Ortega Confiscates the La Prensa Building and Assets
The newspaper denounces that “for several days operators of the regime have been carrying out construction works and moving machinery and equipment.”
HAVANA TIMES – The newspaper La Prensa, the oldest in Nicaragua and critical of the government of Daniel Ortega, denounced on Monday, August 22, that Nicaraguan authorities executed a “de facto confiscation” of its assets, a year after the National Police forcibly occupied its facilities and arrested its general manager, Juan Lorenzo Holmann Chamorro.
“For several days now, operators of the regime have been carrying out construction works and moving some of the machinery and equipment.
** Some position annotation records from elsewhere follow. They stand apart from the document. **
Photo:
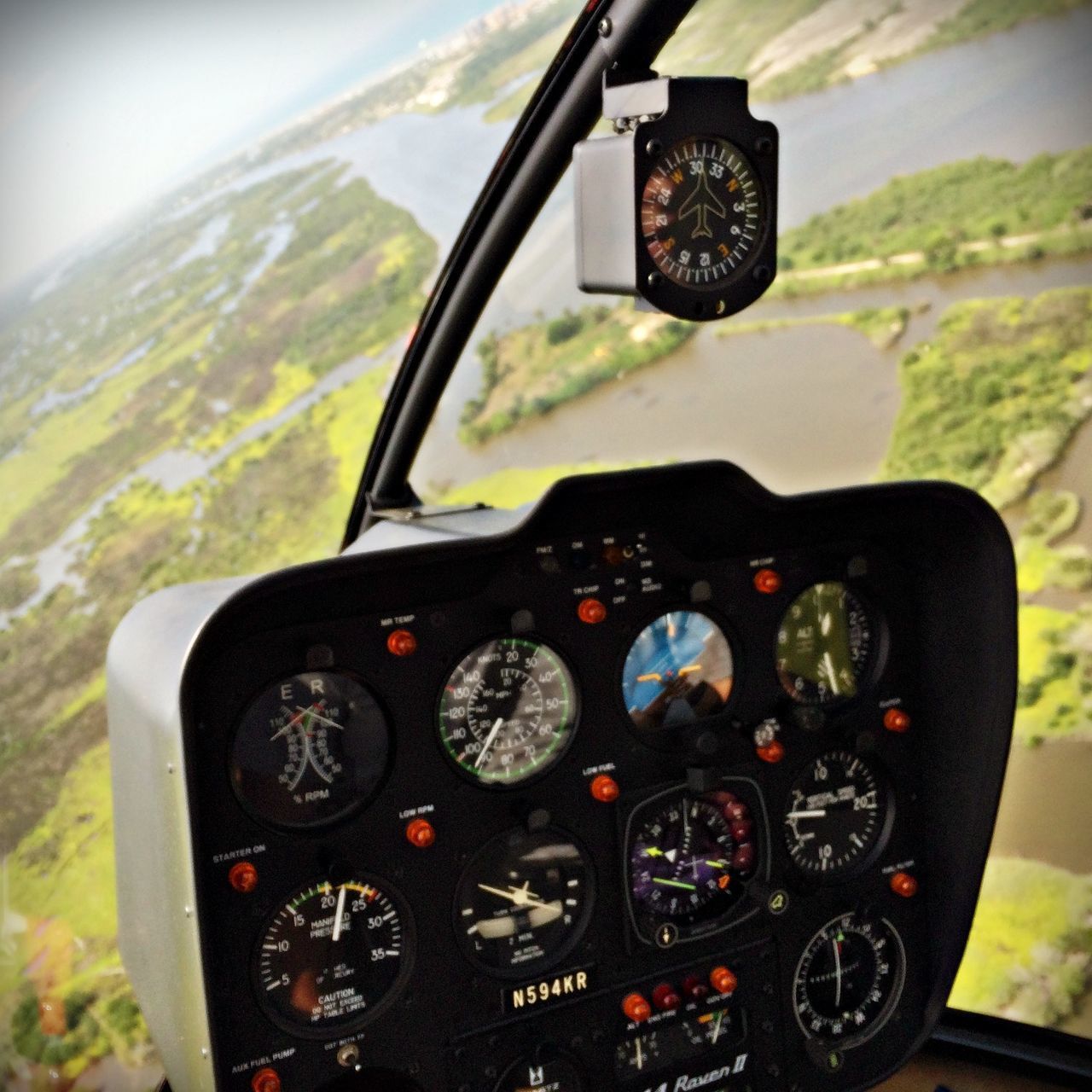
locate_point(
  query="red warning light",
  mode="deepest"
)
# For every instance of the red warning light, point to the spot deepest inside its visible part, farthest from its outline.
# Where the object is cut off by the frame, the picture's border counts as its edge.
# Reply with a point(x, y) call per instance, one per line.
point(591, 612)
point(772, 752)
point(421, 834)
point(242, 877)
point(265, 1080)
point(768, 581)
point(896, 720)
point(401, 642)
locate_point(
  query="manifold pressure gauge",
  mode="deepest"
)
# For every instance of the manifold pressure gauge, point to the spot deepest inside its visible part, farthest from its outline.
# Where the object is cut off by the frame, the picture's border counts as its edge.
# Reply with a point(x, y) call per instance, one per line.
point(681, 206)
With these actions the Ortega Murillo regime implements a de facto confiscation of the assets of the industrial plant of Editorial La Prensa,” reported the media outlet, which is now only published digitally.
The newspaper stressed that the Nicaraguan Constitution prohibits confiscation, and that the State can only take private property when the law allows it, albeit with prior and fair compensation for those affected.
Article 44 of the Nicaraguan Constitution “guarantees the right to private property and the instruments and means of production.” It also prohibits “the confiscation of property” and establishes that officials who violate this regulation will be held responsible for the damages caused.
The La Prensa building has been occupied by the Police since August 13, 2021. The dictatorship has also raided and confiscated the editorial offices of Confidencial, Esta Semana and channel 100% Noticias.
Value of almost ten million dollars
According to La Prensa, whose newsroom staff was forced into exile in July following the arrest of two employees, its assets “at the time of confiscation were worth close to 10 million dollars.”
“In February 2021, an appraisal carried out to buy an insurance policy, took into account the physical state of the real estate, that is, civil engineering works and/or buildings and valued them at 1.84 million dollars. This includes offices, warehouses, parking, unloading area and other construction works,” according to the newspaper.
The machinery and equipment had an acquisition cost of 14.48 million dollars, but when considering the depreciation for years of use, it was calculated at 6.04 million dollars. “The value of the construction, added to that of the machinery and equipment totals 7.89 million dollars. But to that amount we have to add the value of the land, which is around 1.80 million dollars. Therefore, the total amount of assets confiscated from the company reaches 9.68 million dollars,” reported La Prensa.
The newspaper emphasized that among the confiscated assets are a rotary printer worth 2.1 million dollars and a commercial printing press worth 3.89 million dollars, with the capacity to print, bind or gum “books, pamphlets, brochures, leaflets, and any other printer material, including electoral ballots.”
“What use will be given to that machinery? asked La Prensa, with less than three months to go before the municipal elections, for which specific ballots will need to be printed for Nicaragua’s 153 municipalities.
Putting an end to 96 years of history
“The Ortega Murillo regime is trying to put an end to 96 years of history of the dean of national journalism by dismantling the building that houses it,” points out Nicaragua’s most iconic media outlet.
In order to occupy the facilities of La Prensa, located in an industrial zone in the north of Managua, the Nicaraguan authorities alleged that the media supposedly was used to commit crimes of “customs fraud, money, goods and assets laundering.”
Last April, Juan Lorenzo Holmann Chamorro, nephew-in-law of former president Violeta Barrios de Chamorro, who defeated Ortega in the 1990 elections, was sentenced to nine years in prison for the alleged crime of “money laundering.”
La Prensa’s denunciation comes in the context of the socio-political crisis that Nicaragua has been experiencing since April 2018 and which, according to the Inter-American Commission on Human Rights (IACHR), has left at least 355 people dead —of which Ortega has admitted 200–, more than 200,000 exiled, and 190+ current political prisoners, including many opposition leaders.
According to the Independent Journalists and Communicators of Nicaragua movement, some 120 journalists, not including the support staff of La Prensa, has opted for exile since the beginning of the crisis.